Some price support may have come from an increasing sense that negative euro-zone events, which pummeled U.S. shares last year, are losing the power to destabilize stocks here.
The Dow Jones Industrial Average fell 60 points, to end the week at 12,660.46, off 0.47%, ending a three-week win streak. The Nasdaq Composite managed to add 29.85 points, or 1%, ending at 2816.55.
This year so far, the U.S. market seems to be doing a lot better job of “taking shots from Europe,” says Ryan Larson, head of trading at RBC Global Asset Management. The economic data were mixed and earnings muted. “The U.S. market is finding its own legs now, so it will be important to see if we can continue” to ignore Europe.
Barry Knapp, chief equity strategist at Barclays Capital, concurs. “The European Central Bank has done enough for now to stop the low-level run on the European banking system. There’s been a mitigation of the contagion risk.”
The proof, he adds, comes in various measures of market risk, which have returned to more normal levels. For example, during the August to November market maelstrom, the correlation among stocks was high at 0.9, meaning most stocks were moving in unison, either up or down. Now, that correlation is 0.15, he says.

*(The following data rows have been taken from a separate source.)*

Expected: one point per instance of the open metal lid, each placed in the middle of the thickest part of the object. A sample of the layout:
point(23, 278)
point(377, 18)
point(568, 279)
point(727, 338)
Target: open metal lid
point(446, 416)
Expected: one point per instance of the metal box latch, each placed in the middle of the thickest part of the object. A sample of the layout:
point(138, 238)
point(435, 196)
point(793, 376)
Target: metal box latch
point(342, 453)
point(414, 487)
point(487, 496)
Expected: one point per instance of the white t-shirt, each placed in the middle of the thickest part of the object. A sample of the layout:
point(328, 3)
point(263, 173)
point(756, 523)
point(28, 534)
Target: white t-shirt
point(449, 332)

Meanwhile, the fourth-quarter earnings season is “weak, once you take out Apple,” Knapp avers. Profit margins are coming under pressure in some sectors, particularly consumer-related, and global growth is falling to U.S. levels. And gross-domestic-product growth came in under forecast.
These headwinds aren’t enough to justify a sharp selloff, but a near-term correction is possible, he says, as investors realize that the U.S. economy is only bouncing back to trend, rather than improving; Apple distorts the numbers and it’s almost “its own asset class,” Knapp adds.

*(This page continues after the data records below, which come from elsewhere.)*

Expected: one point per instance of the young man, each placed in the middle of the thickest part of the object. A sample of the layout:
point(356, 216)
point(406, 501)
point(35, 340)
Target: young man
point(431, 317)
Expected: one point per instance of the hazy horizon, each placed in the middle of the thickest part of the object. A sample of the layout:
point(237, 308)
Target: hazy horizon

Apple said on Tuesday that continued strong demand for its products boosted sales by over 70%, to $46.3 billion, in its first fiscal quarter, ended Dec. 31, 2011. Earnings were $13.06 billion, up from $6 billion in the year-earlier period.

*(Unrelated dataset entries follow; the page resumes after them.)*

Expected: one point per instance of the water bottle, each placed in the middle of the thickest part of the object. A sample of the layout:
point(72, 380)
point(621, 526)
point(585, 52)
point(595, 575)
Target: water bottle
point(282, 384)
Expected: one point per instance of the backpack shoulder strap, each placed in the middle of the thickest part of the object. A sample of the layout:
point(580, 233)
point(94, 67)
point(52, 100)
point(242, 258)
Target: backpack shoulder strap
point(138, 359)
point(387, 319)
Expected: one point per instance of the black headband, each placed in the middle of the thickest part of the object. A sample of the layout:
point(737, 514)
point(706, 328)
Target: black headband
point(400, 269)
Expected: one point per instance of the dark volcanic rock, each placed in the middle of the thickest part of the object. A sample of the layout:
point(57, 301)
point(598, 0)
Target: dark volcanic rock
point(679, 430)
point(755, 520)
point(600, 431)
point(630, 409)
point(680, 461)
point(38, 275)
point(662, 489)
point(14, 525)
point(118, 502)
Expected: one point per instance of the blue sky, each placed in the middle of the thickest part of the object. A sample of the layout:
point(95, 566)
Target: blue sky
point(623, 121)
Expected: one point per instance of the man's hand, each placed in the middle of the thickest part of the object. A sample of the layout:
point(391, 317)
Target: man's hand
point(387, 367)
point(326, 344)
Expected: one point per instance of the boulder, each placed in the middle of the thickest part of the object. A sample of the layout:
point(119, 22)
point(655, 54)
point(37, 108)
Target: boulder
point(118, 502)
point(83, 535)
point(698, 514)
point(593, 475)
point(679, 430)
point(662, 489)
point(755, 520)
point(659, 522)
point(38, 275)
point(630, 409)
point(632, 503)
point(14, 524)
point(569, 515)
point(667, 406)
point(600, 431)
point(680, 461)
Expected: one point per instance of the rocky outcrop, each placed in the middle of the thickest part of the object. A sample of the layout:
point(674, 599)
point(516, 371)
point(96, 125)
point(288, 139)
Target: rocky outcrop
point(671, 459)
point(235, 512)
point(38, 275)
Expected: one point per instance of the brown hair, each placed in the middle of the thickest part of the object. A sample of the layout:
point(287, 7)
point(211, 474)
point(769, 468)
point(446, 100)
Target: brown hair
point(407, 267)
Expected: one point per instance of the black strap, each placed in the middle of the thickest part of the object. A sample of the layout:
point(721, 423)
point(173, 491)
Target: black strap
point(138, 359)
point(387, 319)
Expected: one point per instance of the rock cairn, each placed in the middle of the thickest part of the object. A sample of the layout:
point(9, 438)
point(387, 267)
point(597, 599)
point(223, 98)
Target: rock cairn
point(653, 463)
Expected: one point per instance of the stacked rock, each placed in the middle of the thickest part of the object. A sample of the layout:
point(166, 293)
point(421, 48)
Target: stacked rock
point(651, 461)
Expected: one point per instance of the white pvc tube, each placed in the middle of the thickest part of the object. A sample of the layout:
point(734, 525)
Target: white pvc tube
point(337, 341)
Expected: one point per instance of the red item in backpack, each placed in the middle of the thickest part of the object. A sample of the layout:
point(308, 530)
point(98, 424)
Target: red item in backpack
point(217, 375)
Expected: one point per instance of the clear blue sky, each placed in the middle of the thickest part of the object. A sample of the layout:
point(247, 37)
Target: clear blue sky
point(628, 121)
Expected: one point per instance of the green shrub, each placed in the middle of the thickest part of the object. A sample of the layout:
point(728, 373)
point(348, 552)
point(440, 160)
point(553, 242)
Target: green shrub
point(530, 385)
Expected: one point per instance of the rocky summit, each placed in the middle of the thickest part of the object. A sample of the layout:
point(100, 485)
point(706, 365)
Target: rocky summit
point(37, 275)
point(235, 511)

For once, the economic news last week was mixed, breaking a stretch of mostly expansive data. In particular, the U.S. fourth-quarter GDP figure released Friday was somewhat weaker than expected, at 2.8%, versus the 3% forecast. More importantly, the number was less impressive than it looks, as most of the growth came from inventory-building, which contributed 1.9% of the expansion.
With more than 180 of the companies in the S&P 500 index reporting, there have been 1.81 fourth-quarter positive profit surprises for each disappointing report, according to Zacks’ chief investment strategist, Dirk van Dijk. A more normal ratio is 3:1—so corporate profit growth is indeed slipping. Additionally, revenue growth is tracking lower, an aggregate 6% rise seen so far, down from 9% in the third quarter (Source: Barrons Online).